Running Your Own IPFS Gateway

ipfs kubo nginx caddy self-hosting homelab

In Hello, IPFS I mentioned, almost in passing, that this site is “pinned on my own Kubo gateway node.” That post was the what: flat files, content-addressed, resolved through ENS. This one is the how — the node that actually serves and pins the bytes.

A personal site that doesn’t depend on a single host still needs a host to pin and serve it. Mine runs on my own hardware behind a reverse proxy, and the config below is the real shape of it (with my internal names and addresses swapped out). The lessons are the interesting part anyway, and the best one cost me an afternoon — and then, later, a second look that changed the whole answer.

The chain: Caddy → Kubo

Two pieces, each doing one job:

internet/LAN ──> firewall ──> Caddy ──> Kubo
                 (LAN only)   (TLS +     (IPFS host)
                              full-duplex  API :5001
                               proxy)      gateway :8080
  • A firewall sits at the perimeter. The gateway is a LAN-only service, so inbound traffic to it from the internet is dropped at the edge — none of what follows is reachable from outside the network in the first place.
  • Internal DNS is what makes the names work. The gateway hostname (and the per-CID origins below) resolve to the proxy only on the LAN — queries never leave the network, and there are no public DNS records pointing at any of this. It’s also where .eth resolution hooks in, which I’ll get to.
  • Caddy sits at the edge and does everything in the middle: it terminates TLS (a wildcard certificate from Let’s Encrypt via a DNS-01 challenge, so every subdomain — the gateway and the per-CID origins below — is covered by one cert), guards the whole thing to the LAN, and reverse-proxies straight to Kubo.
  • Kubo — the reference IPFS implementation — runs on a separate host. This is where the DAG actually lives.

It wasn’t always two pieces. I started with a second proxy — nginx — wedged between Caddy and Kubo, doing routing and access control. Ripping it back out is the whole point of the war story below; it turned out to be the cause of the bug, not a layer of safety. So the diagram above is the after. Let me earn it.

Running Kubo

The node itself is a dozen lines of Docker Compose:

services:
  ipfs:
    image: ipfs/kubo:latest
    container_name: ipfs
    restart: unless-stopped
    environment:
      IPFS_PROFILE: server,pebbleds
    ports:
      - 4001:4001/tcp       # swarm (TCP)
      - 4001:4001/udp       # swarm (UDP/QUIC)
      - 5001:5001           # API
      - 8080:8080           # gateway
    volumes:
      - ipfs_data:/data/ipfs

volumes:
  ipfs_data: {}

A few things worth pointing at:

  • IPFS_PROFILE: server,pebbleds. The server profile disables local network discovery (MDNS) and NAT port-mapping — correct for a box in a rack that isn’t trying to find peers on the LAN. pebbleds switches the datastore to PebbleDB.
  • 4001 is the swarm port (how the node talks to other IPFS peers), exposed for both TCP and QUIC. 5001 is the admin API and 8080 the gateway — both reachable only from the LAN, never the internet (see below).
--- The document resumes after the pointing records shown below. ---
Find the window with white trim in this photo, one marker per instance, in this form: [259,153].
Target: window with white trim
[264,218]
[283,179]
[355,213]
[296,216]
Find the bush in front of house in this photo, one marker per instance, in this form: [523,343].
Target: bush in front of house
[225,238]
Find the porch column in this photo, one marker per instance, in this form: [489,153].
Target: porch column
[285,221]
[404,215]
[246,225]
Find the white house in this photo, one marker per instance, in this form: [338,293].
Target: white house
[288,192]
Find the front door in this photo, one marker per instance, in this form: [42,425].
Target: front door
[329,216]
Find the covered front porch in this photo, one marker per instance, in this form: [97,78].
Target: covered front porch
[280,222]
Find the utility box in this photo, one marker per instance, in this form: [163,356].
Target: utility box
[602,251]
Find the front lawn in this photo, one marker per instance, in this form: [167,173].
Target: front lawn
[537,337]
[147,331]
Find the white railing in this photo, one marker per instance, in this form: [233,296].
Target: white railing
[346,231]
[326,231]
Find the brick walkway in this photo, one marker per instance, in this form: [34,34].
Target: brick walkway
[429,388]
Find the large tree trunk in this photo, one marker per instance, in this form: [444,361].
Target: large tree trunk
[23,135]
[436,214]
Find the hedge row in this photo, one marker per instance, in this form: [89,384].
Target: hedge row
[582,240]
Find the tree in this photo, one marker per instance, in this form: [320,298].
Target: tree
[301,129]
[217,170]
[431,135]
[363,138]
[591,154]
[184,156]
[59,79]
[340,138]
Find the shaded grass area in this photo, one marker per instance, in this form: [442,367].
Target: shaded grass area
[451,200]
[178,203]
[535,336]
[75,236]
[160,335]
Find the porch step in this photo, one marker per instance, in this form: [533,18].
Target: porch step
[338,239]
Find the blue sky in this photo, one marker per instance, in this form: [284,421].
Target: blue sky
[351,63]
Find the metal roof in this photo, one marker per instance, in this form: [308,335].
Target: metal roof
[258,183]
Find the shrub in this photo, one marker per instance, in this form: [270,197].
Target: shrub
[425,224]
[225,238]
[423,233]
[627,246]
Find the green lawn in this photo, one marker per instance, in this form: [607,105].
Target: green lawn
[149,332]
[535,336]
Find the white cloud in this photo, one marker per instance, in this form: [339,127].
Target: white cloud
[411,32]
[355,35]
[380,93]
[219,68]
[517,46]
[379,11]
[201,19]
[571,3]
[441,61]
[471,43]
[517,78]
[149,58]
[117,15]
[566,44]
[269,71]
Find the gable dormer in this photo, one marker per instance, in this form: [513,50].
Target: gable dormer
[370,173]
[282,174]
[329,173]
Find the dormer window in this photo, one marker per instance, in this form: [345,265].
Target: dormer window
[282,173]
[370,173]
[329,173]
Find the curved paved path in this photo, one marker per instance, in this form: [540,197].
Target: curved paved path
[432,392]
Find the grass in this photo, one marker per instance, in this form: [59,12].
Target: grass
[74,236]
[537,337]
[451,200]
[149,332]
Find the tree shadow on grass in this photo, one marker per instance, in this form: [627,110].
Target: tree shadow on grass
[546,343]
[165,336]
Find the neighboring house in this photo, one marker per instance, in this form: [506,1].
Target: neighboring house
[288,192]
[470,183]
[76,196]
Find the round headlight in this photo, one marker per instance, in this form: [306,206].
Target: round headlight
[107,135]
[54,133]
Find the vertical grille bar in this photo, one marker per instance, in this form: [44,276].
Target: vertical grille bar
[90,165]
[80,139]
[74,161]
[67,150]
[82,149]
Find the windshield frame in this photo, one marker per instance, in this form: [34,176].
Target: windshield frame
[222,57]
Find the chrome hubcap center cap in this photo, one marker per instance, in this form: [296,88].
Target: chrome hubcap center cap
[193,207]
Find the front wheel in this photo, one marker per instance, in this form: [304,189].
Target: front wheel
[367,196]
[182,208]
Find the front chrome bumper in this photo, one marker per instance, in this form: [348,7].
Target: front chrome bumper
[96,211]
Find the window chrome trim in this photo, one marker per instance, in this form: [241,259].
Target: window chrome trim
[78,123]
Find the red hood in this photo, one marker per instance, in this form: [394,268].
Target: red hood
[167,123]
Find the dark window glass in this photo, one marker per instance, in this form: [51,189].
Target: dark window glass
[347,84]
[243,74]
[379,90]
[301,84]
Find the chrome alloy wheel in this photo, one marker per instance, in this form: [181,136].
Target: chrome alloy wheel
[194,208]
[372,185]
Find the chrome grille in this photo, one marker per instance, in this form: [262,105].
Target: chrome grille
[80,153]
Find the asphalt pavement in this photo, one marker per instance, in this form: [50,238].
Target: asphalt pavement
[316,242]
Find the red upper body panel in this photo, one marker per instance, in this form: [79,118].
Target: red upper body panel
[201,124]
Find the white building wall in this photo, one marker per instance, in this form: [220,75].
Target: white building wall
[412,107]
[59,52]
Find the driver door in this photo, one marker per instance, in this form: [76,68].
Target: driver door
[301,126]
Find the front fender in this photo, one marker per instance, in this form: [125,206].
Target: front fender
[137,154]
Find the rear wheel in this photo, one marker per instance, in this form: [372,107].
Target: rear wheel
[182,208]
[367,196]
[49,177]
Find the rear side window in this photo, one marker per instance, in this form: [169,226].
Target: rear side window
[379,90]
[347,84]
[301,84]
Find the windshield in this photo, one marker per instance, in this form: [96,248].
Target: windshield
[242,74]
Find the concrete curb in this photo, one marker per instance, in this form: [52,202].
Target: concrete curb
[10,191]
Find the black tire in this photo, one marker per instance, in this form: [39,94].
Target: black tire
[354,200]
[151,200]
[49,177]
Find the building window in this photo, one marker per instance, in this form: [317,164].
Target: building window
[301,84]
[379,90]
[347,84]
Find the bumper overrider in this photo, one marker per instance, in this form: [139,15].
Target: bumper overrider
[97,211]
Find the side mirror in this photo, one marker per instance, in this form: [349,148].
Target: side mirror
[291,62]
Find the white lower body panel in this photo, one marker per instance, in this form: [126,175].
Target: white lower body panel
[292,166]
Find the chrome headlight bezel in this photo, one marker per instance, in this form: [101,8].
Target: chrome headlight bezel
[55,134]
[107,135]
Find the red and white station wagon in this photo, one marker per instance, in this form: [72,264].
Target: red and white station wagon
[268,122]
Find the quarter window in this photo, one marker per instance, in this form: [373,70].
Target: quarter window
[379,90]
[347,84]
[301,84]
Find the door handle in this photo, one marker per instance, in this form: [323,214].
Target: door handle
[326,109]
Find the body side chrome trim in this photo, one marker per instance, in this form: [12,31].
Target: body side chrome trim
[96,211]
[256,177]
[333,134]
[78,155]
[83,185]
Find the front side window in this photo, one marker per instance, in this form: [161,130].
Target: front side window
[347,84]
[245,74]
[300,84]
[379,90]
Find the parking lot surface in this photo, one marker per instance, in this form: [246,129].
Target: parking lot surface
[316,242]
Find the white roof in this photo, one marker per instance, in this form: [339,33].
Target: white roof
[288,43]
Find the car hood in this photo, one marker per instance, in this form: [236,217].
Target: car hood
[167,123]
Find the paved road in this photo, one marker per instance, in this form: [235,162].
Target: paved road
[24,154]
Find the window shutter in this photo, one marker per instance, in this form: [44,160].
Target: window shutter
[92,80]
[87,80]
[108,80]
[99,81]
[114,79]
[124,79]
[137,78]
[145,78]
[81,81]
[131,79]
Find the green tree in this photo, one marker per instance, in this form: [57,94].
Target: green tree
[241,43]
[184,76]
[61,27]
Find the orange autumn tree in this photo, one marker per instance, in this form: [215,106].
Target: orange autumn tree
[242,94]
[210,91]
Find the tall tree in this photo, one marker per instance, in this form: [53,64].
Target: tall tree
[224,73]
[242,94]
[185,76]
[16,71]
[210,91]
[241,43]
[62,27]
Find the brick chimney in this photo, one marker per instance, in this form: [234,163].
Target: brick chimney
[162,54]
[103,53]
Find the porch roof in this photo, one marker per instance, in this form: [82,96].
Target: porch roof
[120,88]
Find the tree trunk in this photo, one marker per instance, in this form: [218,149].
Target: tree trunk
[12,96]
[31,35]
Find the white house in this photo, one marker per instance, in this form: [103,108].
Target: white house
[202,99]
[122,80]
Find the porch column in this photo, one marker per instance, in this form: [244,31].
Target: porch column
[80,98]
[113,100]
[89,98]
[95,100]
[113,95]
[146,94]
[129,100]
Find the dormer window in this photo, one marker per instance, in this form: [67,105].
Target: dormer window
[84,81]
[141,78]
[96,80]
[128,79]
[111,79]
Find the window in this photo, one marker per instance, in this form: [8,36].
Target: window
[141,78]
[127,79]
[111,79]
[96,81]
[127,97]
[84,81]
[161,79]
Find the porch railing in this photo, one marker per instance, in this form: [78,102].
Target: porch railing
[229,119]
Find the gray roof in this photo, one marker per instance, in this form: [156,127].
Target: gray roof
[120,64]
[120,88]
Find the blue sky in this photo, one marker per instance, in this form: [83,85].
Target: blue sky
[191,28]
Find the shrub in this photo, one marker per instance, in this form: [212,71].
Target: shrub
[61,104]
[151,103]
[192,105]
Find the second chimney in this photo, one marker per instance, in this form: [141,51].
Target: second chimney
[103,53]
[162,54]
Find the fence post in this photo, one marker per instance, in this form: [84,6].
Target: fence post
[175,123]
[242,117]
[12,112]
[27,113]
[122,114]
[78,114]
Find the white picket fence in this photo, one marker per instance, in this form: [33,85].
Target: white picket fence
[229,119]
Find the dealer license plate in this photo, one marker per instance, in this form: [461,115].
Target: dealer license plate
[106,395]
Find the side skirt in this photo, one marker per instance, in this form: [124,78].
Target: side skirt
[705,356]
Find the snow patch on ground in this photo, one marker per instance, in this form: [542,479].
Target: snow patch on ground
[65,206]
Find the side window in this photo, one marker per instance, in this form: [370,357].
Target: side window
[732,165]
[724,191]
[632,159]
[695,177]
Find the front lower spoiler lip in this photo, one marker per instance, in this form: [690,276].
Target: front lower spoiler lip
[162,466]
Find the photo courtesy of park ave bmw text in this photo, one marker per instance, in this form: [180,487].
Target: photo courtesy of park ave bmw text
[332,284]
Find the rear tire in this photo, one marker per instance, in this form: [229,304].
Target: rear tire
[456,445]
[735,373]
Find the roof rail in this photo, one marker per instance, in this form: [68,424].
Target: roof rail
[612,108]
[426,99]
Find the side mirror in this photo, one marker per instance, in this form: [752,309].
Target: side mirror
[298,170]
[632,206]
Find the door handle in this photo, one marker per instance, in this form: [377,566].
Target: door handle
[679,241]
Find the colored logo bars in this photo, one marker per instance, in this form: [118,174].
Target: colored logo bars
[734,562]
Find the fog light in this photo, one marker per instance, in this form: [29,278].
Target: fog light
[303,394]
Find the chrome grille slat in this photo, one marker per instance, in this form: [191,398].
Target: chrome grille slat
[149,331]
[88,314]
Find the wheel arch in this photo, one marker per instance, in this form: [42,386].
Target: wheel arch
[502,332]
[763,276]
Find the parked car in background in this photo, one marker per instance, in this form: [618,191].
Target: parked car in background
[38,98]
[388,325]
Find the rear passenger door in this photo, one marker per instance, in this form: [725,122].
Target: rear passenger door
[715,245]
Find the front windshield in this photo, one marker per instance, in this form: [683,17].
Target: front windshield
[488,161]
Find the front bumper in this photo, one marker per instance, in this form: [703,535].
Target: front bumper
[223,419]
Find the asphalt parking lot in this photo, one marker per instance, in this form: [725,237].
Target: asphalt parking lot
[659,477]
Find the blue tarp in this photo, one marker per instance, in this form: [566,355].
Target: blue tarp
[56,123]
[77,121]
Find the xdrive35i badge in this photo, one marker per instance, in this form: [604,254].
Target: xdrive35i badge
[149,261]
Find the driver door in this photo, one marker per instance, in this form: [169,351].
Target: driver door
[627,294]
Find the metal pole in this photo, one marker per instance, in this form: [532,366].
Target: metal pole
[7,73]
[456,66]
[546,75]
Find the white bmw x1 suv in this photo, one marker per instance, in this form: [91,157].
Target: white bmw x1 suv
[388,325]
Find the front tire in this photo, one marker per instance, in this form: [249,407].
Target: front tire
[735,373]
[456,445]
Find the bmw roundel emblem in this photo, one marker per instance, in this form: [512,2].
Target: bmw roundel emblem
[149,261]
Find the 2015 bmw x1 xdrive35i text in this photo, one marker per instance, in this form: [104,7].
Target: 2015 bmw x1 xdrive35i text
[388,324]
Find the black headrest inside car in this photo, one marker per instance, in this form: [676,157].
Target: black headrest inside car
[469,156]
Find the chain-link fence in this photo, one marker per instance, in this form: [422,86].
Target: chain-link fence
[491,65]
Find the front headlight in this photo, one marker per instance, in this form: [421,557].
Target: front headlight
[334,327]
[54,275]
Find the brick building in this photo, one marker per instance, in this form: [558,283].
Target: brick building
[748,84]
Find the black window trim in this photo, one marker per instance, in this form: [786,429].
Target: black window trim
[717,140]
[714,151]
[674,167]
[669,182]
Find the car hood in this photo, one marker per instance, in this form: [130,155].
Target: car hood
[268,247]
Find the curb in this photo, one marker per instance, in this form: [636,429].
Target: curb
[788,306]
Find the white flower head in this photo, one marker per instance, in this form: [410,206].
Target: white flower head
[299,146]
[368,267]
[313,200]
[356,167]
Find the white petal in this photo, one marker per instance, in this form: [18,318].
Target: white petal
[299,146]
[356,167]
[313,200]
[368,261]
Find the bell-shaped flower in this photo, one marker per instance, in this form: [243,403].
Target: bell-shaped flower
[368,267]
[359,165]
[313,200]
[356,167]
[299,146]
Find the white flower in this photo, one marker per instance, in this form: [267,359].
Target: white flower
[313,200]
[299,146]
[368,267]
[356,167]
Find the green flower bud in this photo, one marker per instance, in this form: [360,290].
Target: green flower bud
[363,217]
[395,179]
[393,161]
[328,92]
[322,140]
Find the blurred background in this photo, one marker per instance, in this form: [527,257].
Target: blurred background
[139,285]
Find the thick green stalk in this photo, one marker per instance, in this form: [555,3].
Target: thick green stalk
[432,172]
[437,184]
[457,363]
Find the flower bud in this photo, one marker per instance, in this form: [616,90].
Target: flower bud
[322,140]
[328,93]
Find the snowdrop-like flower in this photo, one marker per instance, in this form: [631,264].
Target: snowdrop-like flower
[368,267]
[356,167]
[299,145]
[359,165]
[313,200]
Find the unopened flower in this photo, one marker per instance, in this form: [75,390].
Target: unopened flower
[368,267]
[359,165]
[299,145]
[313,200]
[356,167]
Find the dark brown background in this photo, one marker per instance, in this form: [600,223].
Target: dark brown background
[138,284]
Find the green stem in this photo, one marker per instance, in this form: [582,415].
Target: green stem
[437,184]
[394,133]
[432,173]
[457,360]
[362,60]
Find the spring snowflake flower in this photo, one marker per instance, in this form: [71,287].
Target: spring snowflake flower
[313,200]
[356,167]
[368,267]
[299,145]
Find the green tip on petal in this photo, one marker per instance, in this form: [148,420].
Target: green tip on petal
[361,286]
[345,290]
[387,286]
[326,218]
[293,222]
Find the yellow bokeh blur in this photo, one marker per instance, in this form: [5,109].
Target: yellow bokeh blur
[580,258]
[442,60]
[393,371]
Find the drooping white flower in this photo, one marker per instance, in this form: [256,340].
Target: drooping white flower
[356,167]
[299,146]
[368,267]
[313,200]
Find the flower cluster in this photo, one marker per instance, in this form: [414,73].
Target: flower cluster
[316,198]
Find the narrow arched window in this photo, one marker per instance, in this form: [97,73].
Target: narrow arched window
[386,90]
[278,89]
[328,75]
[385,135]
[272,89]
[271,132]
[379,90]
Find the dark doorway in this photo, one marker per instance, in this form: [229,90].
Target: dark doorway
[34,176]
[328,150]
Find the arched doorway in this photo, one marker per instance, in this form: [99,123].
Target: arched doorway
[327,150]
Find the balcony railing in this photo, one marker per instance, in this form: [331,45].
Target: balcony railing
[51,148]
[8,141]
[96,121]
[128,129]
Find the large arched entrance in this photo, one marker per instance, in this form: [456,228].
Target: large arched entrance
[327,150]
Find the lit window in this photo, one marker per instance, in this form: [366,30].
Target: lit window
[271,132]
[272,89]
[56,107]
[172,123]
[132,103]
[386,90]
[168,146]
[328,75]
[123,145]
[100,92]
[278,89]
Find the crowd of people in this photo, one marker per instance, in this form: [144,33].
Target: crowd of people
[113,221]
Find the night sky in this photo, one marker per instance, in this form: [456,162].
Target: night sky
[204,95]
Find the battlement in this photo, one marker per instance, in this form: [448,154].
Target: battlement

Compose gets the daemon running; the configuration is applied separately and declaratively, so a rebuild always lands in the same state. The interesting bits:

# Open CORS on the API and gateway (the API is locked down at the network
# layer instead — see the security section).
ipfs config --json API.HTTPHeaders.Access-Control-Allow-Origin '["*"]'
ipfs config --json Gateway.HTTPHeaders.Access-Control-Allow-Origin '["*"]'

# Subdomain gateway for the public hostname.
ipfs config --json Gateway.PublicGateways '{
  "gateway.example.com": {
    "UseSubdomains": true,
    "Paths": ["/ipfs", "/ipns"],
    "NoDNSLink": false
  }
}'

# Faster provider lookups.
ipfs config --json Routing.AcceleratedDHTClient true

# Let the node resolve .eth names itself, via a DoH endpoint.
ipfs config --json DNS.Resolvers '{"eth.": "https://your-ens-resolver.example/dns-query"}'

That last one is my favorite, and it deserves more than a passing mention.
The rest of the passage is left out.